Et loin de se montrer intéressé le moins du monde par les conséquences de son manque de sérieux actuel, Monsieur Boum-Boum est parfaitement introuvable. Il fait celui qui n’existe pas, ne répond ni au téléphone ni aux appels désespérés des chefs d’états même légitimement élus. Lâchement, on dirait bien qu’il pratique une sorte de grève illimitée, qu’il s’est mis aux abonnés absents. Bref, il fait le mort.
— Ce n’est pas possible, c’est bien la première fois qu’on me joue un tour pareil. Me faire ça à moi, prétendre me démontrer que les absents ont toujours raison… Ne nous échauffons pas trop la bile. Raisonnons calmement.
Donc ce monsieur, ce monsieur l’Innommable, prétend être intouchable alors qu’il est responsable des pires désordres sur notre bonne vieille planète. Ce toupet me fige les franges, ça ne va pas se passer comme ça. Ah non alors. Ah non alors. Ah non, bon, ça suffit, je commence à vieillir. Amenez-le moi, il va voir de quel bois je me chauffe. Avocat Général, faites votre travail, on ne peut pas vous payer à ne rien faire !
— Mais, Monsieur le Juge, je crains que vous n’ayez pas bien compris, le prévenu est introuvable. Notre mission est de le retrouver, mort ou vif, de le juger selon des normes qui restent à définir, de le rôtir éventuellement si nécessaire, de le faire parler, quand bien même il n’aurait rien à dire, de l’obliger à rendre compte de son complot contre nous, de lui arracher un à un tous les poils de ses oreilles deux par deux, puis de le condamner à mort pour la vie et l’éternité, etc…etc…
— Ah comme vous y allez, attendez, pour l’instant vous condamnez les courants d’air. L’inculpé n’est pas là, quelqu’un peut-il me dire ce qu’on lui reproche exactement. Vous, Maître, qui êtes son avocat commis d’office, exposez-nous brièvement les faits.
— C’est-à-dire, Monsieur le Juge, c’est assez compliqué. On dirait que les hommes, dès qu’ils mettent le nez dehors, tombent comme des mouches, qui dans son mouchoir, qui dans sa salade, qui sur son propre nez, qui sur la femme du voisin, qui du neuvième étage, qui sur un os qui ne lui appartient pas, qui se met à neiger, qui…
— Bon, qui, qui… Vous êtes vraiment Maître Kiki, vous n’êtes qu’un pronom très relatif, charmant certes mais assez vague. D’où vient cette hécatombe qui, j’espère, ne me tombera pas dessus ? Et quel rapport, je vous prie, avec Monsieur Boum-Boum ?

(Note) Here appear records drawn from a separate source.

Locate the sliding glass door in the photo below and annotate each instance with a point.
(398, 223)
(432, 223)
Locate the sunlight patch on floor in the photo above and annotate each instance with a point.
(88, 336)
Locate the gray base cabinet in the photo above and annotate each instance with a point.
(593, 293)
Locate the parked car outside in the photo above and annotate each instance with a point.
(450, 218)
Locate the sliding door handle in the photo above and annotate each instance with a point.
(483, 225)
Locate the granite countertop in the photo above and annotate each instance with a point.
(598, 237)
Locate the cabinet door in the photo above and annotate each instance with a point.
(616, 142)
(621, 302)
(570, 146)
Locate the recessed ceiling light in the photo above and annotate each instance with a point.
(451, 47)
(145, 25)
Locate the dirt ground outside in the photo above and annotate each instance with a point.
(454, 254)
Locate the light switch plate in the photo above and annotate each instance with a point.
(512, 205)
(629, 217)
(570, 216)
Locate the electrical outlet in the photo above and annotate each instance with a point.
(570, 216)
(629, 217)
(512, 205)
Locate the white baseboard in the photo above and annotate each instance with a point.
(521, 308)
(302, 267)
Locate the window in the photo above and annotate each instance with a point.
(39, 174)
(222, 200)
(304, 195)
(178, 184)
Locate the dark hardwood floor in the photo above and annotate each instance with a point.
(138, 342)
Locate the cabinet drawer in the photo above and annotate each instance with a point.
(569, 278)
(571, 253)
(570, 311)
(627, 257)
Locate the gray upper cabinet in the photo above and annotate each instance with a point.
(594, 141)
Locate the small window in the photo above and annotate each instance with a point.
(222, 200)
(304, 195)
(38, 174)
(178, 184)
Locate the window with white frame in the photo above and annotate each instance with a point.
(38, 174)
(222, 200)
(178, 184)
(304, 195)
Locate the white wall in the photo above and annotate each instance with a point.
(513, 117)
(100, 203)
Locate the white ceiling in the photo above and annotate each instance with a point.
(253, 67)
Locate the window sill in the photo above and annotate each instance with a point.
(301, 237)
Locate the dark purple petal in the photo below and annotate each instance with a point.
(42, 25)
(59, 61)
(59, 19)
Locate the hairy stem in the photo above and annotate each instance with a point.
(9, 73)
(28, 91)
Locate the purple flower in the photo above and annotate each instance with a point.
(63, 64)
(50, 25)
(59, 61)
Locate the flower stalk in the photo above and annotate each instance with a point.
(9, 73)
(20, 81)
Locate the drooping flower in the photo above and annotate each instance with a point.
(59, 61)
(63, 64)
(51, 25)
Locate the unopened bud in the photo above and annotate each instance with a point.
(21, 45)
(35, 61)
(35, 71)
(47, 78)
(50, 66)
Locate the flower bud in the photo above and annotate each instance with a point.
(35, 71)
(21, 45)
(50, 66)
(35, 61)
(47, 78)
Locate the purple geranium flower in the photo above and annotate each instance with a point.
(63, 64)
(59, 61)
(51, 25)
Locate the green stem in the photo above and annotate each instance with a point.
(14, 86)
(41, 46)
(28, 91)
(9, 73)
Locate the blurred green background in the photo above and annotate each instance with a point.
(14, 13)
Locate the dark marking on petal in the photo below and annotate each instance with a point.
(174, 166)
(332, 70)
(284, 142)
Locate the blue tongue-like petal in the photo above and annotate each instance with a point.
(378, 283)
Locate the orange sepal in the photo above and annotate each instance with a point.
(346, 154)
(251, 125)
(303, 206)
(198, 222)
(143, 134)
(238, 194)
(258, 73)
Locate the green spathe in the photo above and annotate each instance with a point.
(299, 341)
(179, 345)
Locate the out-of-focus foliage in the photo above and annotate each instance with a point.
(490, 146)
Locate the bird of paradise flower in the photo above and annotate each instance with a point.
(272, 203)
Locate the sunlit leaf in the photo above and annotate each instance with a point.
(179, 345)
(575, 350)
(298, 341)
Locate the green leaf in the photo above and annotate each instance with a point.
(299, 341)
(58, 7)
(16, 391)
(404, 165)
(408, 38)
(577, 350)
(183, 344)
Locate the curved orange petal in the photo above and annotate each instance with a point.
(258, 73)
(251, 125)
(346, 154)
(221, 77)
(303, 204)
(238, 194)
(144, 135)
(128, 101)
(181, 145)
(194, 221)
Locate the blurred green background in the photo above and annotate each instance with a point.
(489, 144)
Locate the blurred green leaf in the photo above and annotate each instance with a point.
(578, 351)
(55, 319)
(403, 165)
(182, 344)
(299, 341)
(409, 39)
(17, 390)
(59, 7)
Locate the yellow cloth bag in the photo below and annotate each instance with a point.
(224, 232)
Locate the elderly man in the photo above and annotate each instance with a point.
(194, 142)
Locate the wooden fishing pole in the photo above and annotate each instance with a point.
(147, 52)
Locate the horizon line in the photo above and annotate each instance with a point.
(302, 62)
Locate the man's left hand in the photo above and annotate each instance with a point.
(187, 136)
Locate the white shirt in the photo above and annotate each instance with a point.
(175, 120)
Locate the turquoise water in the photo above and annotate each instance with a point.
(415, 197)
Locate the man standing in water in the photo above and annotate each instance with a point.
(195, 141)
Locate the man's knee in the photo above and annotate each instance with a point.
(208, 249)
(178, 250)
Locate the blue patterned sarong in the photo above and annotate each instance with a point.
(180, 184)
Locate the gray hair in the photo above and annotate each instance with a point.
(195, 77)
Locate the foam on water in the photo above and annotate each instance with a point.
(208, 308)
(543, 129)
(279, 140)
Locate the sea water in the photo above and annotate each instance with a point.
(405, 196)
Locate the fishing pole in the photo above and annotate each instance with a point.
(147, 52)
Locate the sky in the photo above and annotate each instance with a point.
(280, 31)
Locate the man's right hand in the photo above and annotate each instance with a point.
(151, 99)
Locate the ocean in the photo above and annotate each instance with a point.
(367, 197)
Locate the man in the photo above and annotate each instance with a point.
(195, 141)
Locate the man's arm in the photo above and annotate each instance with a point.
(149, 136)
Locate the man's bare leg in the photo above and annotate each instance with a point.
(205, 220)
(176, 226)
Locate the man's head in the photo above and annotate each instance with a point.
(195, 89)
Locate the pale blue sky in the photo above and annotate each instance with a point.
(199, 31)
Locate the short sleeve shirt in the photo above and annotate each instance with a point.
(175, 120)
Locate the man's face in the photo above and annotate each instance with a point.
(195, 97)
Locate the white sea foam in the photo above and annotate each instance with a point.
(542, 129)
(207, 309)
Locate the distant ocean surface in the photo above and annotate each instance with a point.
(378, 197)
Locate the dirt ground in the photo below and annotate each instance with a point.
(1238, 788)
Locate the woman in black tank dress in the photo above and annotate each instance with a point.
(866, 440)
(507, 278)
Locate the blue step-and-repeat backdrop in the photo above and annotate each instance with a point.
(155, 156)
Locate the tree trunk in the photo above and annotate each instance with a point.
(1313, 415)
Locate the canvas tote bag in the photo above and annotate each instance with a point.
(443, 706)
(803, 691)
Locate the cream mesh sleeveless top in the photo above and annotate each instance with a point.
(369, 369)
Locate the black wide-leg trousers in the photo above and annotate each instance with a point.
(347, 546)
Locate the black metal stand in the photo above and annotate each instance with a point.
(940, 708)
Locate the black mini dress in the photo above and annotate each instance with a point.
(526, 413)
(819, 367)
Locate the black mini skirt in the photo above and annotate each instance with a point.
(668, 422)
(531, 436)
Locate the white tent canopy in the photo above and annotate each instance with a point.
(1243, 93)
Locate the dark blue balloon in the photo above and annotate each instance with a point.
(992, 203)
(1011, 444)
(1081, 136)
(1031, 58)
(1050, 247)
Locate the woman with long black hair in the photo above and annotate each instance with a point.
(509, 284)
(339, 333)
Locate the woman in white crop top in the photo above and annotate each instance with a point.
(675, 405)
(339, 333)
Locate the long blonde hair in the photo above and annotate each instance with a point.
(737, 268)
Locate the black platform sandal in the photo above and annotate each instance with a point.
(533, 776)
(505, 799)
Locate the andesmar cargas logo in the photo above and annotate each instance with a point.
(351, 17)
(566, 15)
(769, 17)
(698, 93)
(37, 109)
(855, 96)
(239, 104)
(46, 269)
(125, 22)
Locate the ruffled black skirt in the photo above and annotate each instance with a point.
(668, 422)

— Je pensais que c’était justement pour établir cela que vous nous aviez réveillés de si grand matin, sinon croyez bien que j’aurais continué de sucer mon pouce en silence sans troubler l’ordre public. Grâce à tous les moyens actuels de traçabilité qui sont à notre disposition, nous avons pu remonter la filière jusqu’à mon client, que d’ailleurs je ne connais pas. Il semblerait que Monsieur Boum-Boum, à l’occasion d’un récent voyage dans notre atmosphère céleste, se soit pris d’une importante quinte de toux et, qu’au lieu d’éternuer dans son coude comme il le recommandait à tous, se soit soulagé pissant en l’air et sans retenue des nuées de Covid 19 aussi peu catholiques ou athées que voilà. Voilà, voilà… Mais était-ce vraiment une raison pour nous convoquer si tôt ?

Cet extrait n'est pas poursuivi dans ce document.